Suddenly anxious, she glanced around into the deep shadows that surrounded her. Atticus was there, deep in thought, silently drumming his fingertips on his chin. Of the killer however, there was no sign, either in the loft itself or in the stables below. The horses were pulling at their hay nets or dozing in their stalls seemingly quite oblivious to the deadly drama that had unfolded so recently just a few feet above their heads.

She turned to the sound of Atticus clattering across the bare boards towards her.

“There is absolutely no sign of anyone here, Lucie,” he reassured her as he crouched low. “And very little else in the way of evidence to help us pin down this brute.”

“I have been a little more successful,” she replied, triumph lifting her tone a little. “See here: I have been able to make out three distinct sets of fingerprints on the handle and this top part of the blade. Two of the sets are remarkably similar, although one of those shows heavy wear and some scarring. By their size, they must be the prints of grown men.

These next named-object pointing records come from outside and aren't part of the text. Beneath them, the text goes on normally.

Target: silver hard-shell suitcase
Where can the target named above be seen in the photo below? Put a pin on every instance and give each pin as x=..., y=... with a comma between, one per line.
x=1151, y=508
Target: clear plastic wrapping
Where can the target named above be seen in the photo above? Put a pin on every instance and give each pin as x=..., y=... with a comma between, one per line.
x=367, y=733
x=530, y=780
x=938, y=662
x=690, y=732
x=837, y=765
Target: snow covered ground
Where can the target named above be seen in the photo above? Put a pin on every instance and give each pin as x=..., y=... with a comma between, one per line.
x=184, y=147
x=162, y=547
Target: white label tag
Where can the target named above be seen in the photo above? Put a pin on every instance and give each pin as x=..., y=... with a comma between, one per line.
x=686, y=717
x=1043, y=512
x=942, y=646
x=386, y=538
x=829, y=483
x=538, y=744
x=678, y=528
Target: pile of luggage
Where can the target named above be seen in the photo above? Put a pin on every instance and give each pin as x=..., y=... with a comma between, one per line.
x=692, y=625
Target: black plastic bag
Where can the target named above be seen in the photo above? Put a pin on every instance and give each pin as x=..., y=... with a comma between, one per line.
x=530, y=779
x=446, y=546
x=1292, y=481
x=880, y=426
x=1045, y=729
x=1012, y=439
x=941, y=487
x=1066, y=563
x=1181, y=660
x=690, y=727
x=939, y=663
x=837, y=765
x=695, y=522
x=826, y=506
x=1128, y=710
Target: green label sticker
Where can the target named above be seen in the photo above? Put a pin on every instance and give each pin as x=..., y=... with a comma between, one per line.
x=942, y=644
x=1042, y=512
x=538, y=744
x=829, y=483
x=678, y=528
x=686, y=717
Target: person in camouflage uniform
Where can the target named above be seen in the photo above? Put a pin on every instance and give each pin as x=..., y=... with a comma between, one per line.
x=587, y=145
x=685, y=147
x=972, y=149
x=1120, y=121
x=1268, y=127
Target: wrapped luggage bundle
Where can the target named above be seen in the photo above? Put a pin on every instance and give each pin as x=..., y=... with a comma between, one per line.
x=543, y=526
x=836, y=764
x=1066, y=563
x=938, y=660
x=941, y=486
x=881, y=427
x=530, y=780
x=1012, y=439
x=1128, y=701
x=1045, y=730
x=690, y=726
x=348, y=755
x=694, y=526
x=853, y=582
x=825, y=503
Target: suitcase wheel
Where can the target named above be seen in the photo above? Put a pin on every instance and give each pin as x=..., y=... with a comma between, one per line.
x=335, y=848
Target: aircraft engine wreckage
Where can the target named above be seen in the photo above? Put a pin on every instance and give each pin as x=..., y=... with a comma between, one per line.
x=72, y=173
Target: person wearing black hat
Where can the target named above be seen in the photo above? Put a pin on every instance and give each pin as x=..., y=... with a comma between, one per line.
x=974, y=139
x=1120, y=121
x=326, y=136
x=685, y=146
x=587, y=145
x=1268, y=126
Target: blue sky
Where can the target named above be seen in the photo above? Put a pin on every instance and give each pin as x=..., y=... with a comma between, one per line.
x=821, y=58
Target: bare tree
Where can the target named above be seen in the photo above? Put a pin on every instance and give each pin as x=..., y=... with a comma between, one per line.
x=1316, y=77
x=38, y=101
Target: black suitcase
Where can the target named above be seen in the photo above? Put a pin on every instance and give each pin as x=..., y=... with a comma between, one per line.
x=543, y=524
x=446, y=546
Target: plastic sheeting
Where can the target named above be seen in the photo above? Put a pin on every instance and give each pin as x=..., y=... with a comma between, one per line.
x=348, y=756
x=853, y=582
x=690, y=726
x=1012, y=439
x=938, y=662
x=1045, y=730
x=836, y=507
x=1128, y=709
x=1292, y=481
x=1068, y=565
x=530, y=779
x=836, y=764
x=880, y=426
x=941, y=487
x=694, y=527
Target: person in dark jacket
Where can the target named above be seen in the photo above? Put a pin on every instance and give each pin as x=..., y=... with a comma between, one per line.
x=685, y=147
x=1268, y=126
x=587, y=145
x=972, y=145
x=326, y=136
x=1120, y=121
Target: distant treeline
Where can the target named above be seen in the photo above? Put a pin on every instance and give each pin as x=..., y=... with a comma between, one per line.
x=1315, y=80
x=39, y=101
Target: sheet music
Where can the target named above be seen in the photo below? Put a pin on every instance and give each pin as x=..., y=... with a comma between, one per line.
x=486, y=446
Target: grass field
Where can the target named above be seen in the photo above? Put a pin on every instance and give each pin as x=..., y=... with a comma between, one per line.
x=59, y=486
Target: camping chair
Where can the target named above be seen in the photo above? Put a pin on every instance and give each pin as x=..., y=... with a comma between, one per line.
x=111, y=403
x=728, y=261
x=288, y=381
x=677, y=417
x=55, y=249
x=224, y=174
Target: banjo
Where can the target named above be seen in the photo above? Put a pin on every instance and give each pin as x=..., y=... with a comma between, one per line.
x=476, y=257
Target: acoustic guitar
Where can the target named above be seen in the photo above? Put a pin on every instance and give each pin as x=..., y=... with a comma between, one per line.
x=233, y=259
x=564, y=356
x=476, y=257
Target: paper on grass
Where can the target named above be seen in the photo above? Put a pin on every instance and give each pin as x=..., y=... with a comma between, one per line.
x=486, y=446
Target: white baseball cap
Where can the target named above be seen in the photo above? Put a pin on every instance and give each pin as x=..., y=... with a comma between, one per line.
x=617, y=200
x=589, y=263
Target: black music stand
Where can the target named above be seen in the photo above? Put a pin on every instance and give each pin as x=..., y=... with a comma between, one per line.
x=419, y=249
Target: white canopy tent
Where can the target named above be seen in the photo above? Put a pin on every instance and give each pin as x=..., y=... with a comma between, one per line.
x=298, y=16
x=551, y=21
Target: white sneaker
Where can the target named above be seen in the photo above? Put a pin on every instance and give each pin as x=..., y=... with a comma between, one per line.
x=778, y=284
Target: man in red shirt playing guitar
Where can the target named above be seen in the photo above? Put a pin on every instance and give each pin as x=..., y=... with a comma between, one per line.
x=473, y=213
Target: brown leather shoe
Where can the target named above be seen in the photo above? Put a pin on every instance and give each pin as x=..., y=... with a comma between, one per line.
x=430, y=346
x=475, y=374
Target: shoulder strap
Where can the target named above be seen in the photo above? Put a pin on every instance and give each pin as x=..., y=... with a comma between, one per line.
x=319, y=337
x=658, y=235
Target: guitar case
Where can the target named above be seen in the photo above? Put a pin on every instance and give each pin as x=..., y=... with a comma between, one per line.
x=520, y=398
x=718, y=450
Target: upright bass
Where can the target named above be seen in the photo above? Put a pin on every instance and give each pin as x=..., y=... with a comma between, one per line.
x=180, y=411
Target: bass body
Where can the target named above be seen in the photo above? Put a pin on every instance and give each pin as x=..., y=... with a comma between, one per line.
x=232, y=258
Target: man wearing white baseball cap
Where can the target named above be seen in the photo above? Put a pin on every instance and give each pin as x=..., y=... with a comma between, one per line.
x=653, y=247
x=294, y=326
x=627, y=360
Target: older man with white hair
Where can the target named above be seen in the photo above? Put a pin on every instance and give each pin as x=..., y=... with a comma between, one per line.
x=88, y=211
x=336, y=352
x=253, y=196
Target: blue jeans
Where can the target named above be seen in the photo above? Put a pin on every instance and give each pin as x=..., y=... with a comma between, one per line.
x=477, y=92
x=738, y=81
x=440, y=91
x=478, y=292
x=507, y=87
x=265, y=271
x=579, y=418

“The third set is quite different; it’s much smaller, such as might have been made by an older child or a woman. If it was left by a woman, it is most likely to have been a gentlewoman because there is very little evidence of wear to the pads.”

Atticus was delighted.

“That is excellent, Lucie. I’ll glue-up some paper to lift the prints if you would get out some of your glass plates to preserve them. We can begin to take prints from those close to the scenes of the murders and eliminate them from our suspicions or otherwise. This is good, hard evidence and we can move forward with this blessed investigation at last, before anyone else gets killed.”

As he worked to prepare the paper Atticus said, “Once we’ve got the prints safely preserved, we really had better inform the superintendent of this fourth killing and advise him of what we’ve done. Just because the police haven’t officially adopted the technique of fingertip print comparison yet shouldn’t stop Mr Robson from benefitting from the fact that we have. My word, Lucie, this is becoming more like the East End of London than a rural village in sleepy Northumberland.”